The forest he understood. The plants were different than those in his northern forest, but they responded to his power as he walked amid their rampant chaos. Ferns turned their leaves so he could see where to step, saplings bent away to allow him to pass. This was the power of the Kith.
Soulbound to a tree at birth, any Kith could affect and alter plants to some degree, be they living or dead. Some Kith were better at weaving, others built ships or wooden wares, some grew plants. For Darag, all three, anything he thought of, came as naturally as breathing. For a Kith, he was skilled. And also odd. He knew of no one else save his mentor Laith Lus who had left the forest. Being soulbound did not usually come with a desire to wander. And it would certainly limit how much time he could stay away.
The pull to return northward grew stronger every day. When he gazed idly at the city, he’d realize he stood facing northward. His dreams were of his tree, unprotected and unwatched in the forest of his home. Part of him wanted to return, but he still didn’t know what had pushed him to leave when his mother and sister had begged him not to go. When his friends had shifted away as if afraid they too would suddenly yearn for something outside of their world.
Only Laith Lus had understood and assured his family that such things were once not so uncommon. The war of the orders almost nine hundred years before when the new Church of Four Orders had demanded the Kith join, and then fought to force them, kept the Kith from traveling. Laith Lus, the oldest of the Kith living, remembered the war and knew of the times before the Kith remained only in their forest and allowed no one to pass.
The Kith had won that fight. They did not belong in the Church because their powers were not like those of the other Elementals. They did not control earth, air, water, or fire. Because they controlled dead plants, the Church called them Earth Elementals, insisting that the strange ability to control living plants stemmed from their spirit connection to trees. The Kith didn’t care what the Church thought. So a war had been fought.
Just as a small battle waged in Darag: return home without knowing why of all of his people he’d wanted to leave, or stay and resist the urge to stand before the tree linked to him to be assured it was healthy and safe, to feel its roots at ease in the soil of his people. Those were his choices and they’d begun to consume his thoughts. He no longer saw the uniqueness of the city. He thought only of stay or go?
Head too full of too little, Darag leaned with closed eyes against a tree along the shore. Its roots sheltered him. It wasn’t the same as being home, but it eased the struggle in his soul.
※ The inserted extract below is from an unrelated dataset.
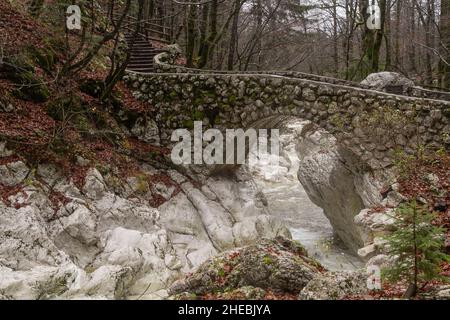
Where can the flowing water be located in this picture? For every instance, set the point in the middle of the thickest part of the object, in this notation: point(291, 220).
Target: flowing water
point(288, 201)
Maybe enough to release the clouds in his mind.
“Why is your skin tattooed like that?”
On the shore stood a boy of about twelve, barefoot and wearing the remnants of pants that would be far too short for him even if the cuffs hadn’t frayed to mid-calf.
“Why are you outside of the city?” Darag countered.
The boy blushed, downcast glance darting toward Portoreayl. “You’re outside too,” he pointed out. Darag laughed. “So why did you tattoo your skin like tree bark?”
It was an easy theory to adopt, far easier than the truth of his people or power. But Darag had not been able to hide who he was from his family. He didn’t feel like hiding it from a stranger either.
“My skin isn’t tattooed. I was born this way far from here.”